Uroczystość Jezusa Chrystusa Króla Wszechświata - 24 listopada 2024
Refleksja
Tak przed Piłatem, jak i przed nami staje dziś zupełnie inny Król życia, Pan Jezus. I tak charakteryzuje swoje królestwo: "Królestwo moje nie jest z tego świata. Ja się na to narodziłem..., aby dać świadectwo prawdzie. Każdy, kto jest z prawdy, słucha mojego głosu". Syn Boży obwieszcza dobrą nowinę - wraz z Jego przyjściem na świat przybliżyło się do nas królestwo niebieskie. Jest ono inne od ziemskich potęg, gdzie władcy swoją bezwzględnością wykorzystują swoich poddanych. Natomiast Jezus zaprasza nas, swoich przyjaciół, do budowania zupełnie innego królestwa, którego treścią są: prawda i życie, świętość i łaska, sprawiedliwość, miłość i pokój.
Chrystus przyszedł dać świadectwo prawdzie, świadectwo o prawdziwym życiu: nie tylko o jego zasadach, ale o tym, że ono w ogóle istnieje i że można je osiągnąć. Ale osiągnąć tylko w jeden sposób: przez przyjęcie zwierzchnictwa Króla Prawdy, Jezusa. W życiu każdego człowieka jest wydarzenie, które wycisnęło piętno na jego życiu, tworząc "przedtem" i "potem". Przed i po ukończeniu studiów, przed i po ślubie. Kto odkrywa Jezusa jako swego Pana i Zbawiciela, nie ma wątpliwości, jak podzielić swoje życie: przed i po spotkaniu z Chrystusem.

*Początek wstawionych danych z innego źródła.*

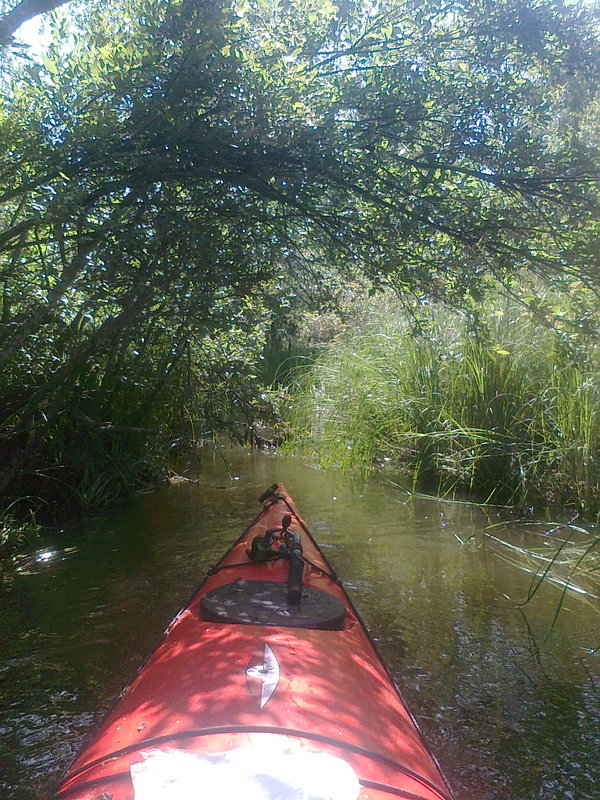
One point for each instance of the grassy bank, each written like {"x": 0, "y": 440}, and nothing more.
{"x": 507, "y": 409}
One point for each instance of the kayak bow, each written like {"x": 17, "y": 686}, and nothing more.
{"x": 266, "y": 685}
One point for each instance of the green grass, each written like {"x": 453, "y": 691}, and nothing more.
{"x": 507, "y": 410}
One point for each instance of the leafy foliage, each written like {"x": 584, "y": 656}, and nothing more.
{"x": 166, "y": 166}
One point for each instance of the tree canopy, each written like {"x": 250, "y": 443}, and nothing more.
{"x": 165, "y": 163}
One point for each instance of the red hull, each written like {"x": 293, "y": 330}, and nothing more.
{"x": 214, "y": 687}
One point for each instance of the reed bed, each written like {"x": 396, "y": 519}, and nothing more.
{"x": 506, "y": 409}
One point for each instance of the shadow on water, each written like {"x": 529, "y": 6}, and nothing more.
{"x": 511, "y": 711}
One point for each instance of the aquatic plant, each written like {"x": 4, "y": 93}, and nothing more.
{"x": 504, "y": 404}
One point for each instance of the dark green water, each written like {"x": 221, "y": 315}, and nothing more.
{"x": 512, "y": 712}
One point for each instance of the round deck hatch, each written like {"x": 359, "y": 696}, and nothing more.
{"x": 265, "y": 603}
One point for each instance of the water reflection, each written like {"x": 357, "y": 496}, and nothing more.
{"x": 507, "y": 700}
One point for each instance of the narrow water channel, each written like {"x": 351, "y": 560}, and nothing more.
{"x": 508, "y": 701}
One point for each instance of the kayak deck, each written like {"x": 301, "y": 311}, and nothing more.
{"x": 291, "y": 690}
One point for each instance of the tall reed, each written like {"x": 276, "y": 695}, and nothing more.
{"x": 507, "y": 409}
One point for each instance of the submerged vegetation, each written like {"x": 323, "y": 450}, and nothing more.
{"x": 505, "y": 404}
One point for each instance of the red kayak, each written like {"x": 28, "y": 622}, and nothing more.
{"x": 266, "y": 685}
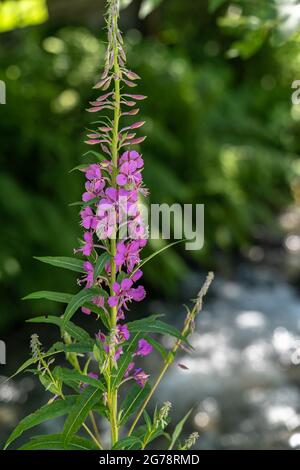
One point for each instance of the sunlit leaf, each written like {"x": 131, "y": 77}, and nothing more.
{"x": 134, "y": 398}
{"x": 73, "y": 330}
{"x": 56, "y": 442}
{"x": 84, "y": 404}
{"x": 46, "y": 412}
{"x": 73, "y": 264}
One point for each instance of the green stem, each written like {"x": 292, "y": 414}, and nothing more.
{"x": 168, "y": 362}
{"x": 113, "y": 394}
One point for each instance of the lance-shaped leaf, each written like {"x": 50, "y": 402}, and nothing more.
{"x": 70, "y": 376}
{"x": 134, "y": 398}
{"x": 128, "y": 443}
{"x": 84, "y": 404}
{"x": 98, "y": 155}
{"x": 73, "y": 264}
{"x": 45, "y": 413}
{"x": 56, "y": 442}
{"x": 155, "y": 326}
{"x": 136, "y": 125}
{"x": 79, "y": 348}
{"x": 161, "y": 349}
{"x": 137, "y": 141}
{"x": 49, "y": 295}
{"x": 81, "y": 167}
{"x": 34, "y": 360}
{"x": 156, "y": 253}
{"x": 77, "y": 301}
{"x": 73, "y": 330}
{"x": 135, "y": 97}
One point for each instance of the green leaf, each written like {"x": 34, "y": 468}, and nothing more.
{"x": 147, "y": 7}
{"x": 56, "y": 442}
{"x": 178, "y": 430}
{"x": 215, "y": 4}
{"x": 73, "y": 264}
{"x": 127, "y": 443}
{"x": 125, "y": 359}
{"x": 49, "y": 295}
{"x": 46, "y": 412}
{"x": 125, "y": 3}
{"x": 78, "y": 300}
{"x": 156, "y": 253}
{"x": 84, "y": 404}
{"x": 100, "y": 264}
{"x": 70, "y": 375}
{"x": 159, "y": 347}
{"x": 83, "y": 166}
{"x": 32, "y": 361}
{"x": 155, "y": 326}
{"x": 134, "y": 398}
{"x": 98, "y": 155}
{"x": 84, "y": 204}
{"x": 80, "y": 347}
{"x": 73, "y": 330}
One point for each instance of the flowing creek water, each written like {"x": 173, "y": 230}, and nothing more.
{"x": 242, "y": 381}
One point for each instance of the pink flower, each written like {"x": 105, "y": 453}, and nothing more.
{"x": 88, "y": 246}
{"x": 127, "y": 254}
{"x": 86, "y": 311}
{"x": 89, "y": 220}
{"x": 129, "y": 174}
{"x": 122, "y": 333}
{"x": 132, "y": 156}
{"x": 98, "y": 301}
{"x": 129, "y": 369}
{"x": 140, "y": 377}
{"x": 93, "y": 172}
{"x": 144, "y": 348}
{"x": 89, "y": 278}
{"x": 124, "y": 293}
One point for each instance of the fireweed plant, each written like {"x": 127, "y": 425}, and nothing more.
{"x": 110, "y": 266}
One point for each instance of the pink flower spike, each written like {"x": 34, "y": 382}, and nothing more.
{"x": 144, "y": 348}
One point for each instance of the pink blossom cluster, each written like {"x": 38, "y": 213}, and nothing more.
{"x": 105, "y": 207}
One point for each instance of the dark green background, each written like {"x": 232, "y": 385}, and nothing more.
{"x": 220, "y": 124}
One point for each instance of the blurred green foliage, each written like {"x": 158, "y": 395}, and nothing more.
{"x": 21, "y": 13}
{"x": 221, "y": 131}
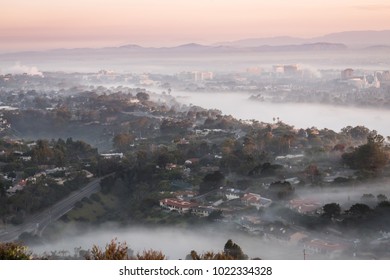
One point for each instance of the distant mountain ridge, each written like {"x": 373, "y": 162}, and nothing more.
{"x": 362, "y": 40}
{"x": 354, "y": 39}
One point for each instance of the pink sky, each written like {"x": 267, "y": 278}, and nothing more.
{"x": 45, "y": 24}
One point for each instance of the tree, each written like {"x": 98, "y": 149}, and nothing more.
{"x": 14, "y": 251}
{"x": 142, "y": 96}
{"x": 113, "y": 251}
{"x": 234, "y": 250}
{"x": 370, "y": 157}
{"x": 331, "y": 210}
{"x": 359, "y": 209}
{"x": 122, "y": 141}
{"x": 151, "y": 255}
{"x": 211, "y": 182}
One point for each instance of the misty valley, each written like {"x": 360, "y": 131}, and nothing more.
{"x": 258, "y": 158}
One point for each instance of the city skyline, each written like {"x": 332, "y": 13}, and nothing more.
{"x": 43, "y": 24}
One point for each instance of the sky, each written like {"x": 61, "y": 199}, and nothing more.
{"x": 47, "y": 24}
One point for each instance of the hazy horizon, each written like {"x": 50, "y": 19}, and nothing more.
{"x": 43, "y": 24}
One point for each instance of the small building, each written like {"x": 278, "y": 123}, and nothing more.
{"x": 256, "y": 200}
{"x": 173, "y": 204}
{"x": 318, "y": 246}
{"x": 305, "y": 206}
{"x": 202, "y": 211}
{"x": 112, "y": 155}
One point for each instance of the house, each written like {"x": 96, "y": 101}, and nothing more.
{"x": 305, "y": 206}
{"x": 112, "y": 155}
{"x": 173, "y": 204}
{"x": 203, "y": 211}
{"x": 318, "y": 246}
{"x": 256, "y": 200}
{"x": 298, "y": 237}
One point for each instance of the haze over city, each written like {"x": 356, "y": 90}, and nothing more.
{"x": 43, "y": 24}
{"x": 161, "y": 122}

Przyjąć zwierzchnictwo Chrystusa Króla, uczynić Go królem naszego życia, oznacza przyjąć prawdę, czyli słuchać prawdy, którą On objawia swoimi słowami i czynami. Problem w tym, że my często nie chcemy ani znać, ani tym bardziej przyjąć prawdy. Jakże wygodny i niezobowiązujący jest świat kłamstwa, pozorów, złudnych obietnic. W takim świecie żyje się pozornie o wiele łatwiej, bo gdy coś przestaje nam pasować, zawsze można uciec w inne kłamstwo czy złudzenie, wymigać się od odpowiedzialności. Ale ile jest warte życie oparte tylko na kłamstwie? I gdzie takie życie ma kres? Czy nie zagraża mu unicestwienie w świecie pozorów i złudzeń?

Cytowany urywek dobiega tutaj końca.